More than 200 mutations in GBA are related to Gaucher disease. A change in a single building block or amino acid disrupts the structure of the enzyme beta-glucocerbrosidase and keeps it from working normally. Thus, the molecule glucocerebroside and other substances build up in the white blood cells in the spleen, liver, bone marrow, and other organs. The accumulation of these substances shuts down the cells in the organs and tissues down and keeps them from working, causing the symptoms of Gaucher disease.
GBA is also associated with Parkinson disease and a brain disorder called dementia with Lewy bodies. GBA is inherited in a recessive pattern and is located on the long arm (q) of chromosome 1 at position 21.

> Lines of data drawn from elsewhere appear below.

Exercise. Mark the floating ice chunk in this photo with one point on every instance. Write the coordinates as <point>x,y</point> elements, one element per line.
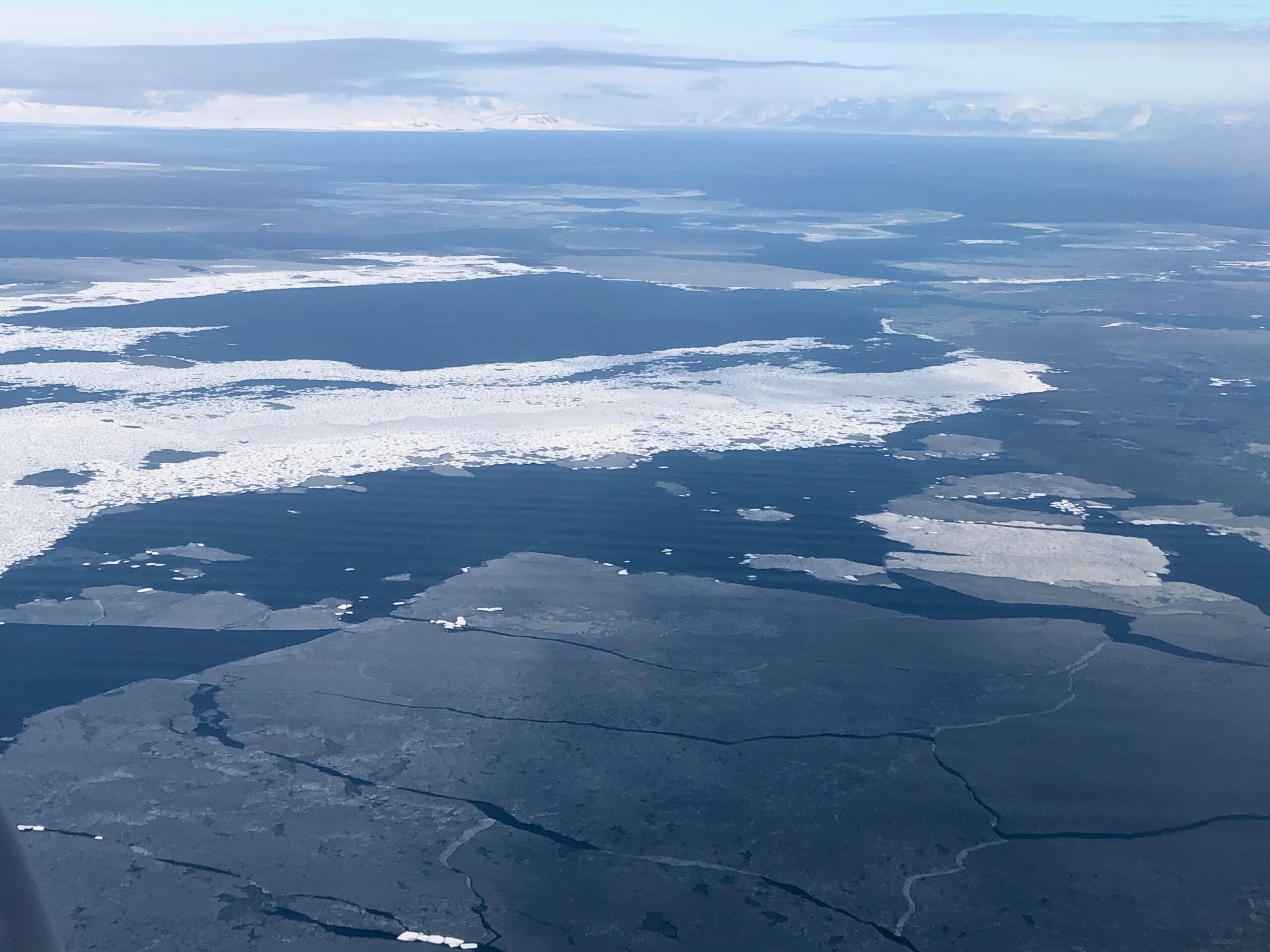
<point>581,408</point>
<point>675,489</point>
<point>765,515</point>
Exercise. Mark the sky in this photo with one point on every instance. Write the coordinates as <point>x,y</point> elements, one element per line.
<point>1090,67</point>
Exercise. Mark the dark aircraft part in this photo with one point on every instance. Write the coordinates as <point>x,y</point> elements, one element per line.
<point>24,923</point>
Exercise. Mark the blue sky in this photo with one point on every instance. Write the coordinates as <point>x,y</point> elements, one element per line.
<point>643,64</point>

Many genetic disorders do not have treatments; however, because of its prevalence in the Jewish population, several studies have been successful in finding a treatment for types 1 and 3. In 1995, the U.S. Food and Drug Administration approved an effective treatment called Ceredase. Later, in 2001, an improved drug, Cerezyme, was found to be more effective. This drug is a highly effective enzyme replacement that reduces the size of the liver and spleen and reverses other symptoms of the disorder. However, no treatment exists for the brain damage in types 2 and 3.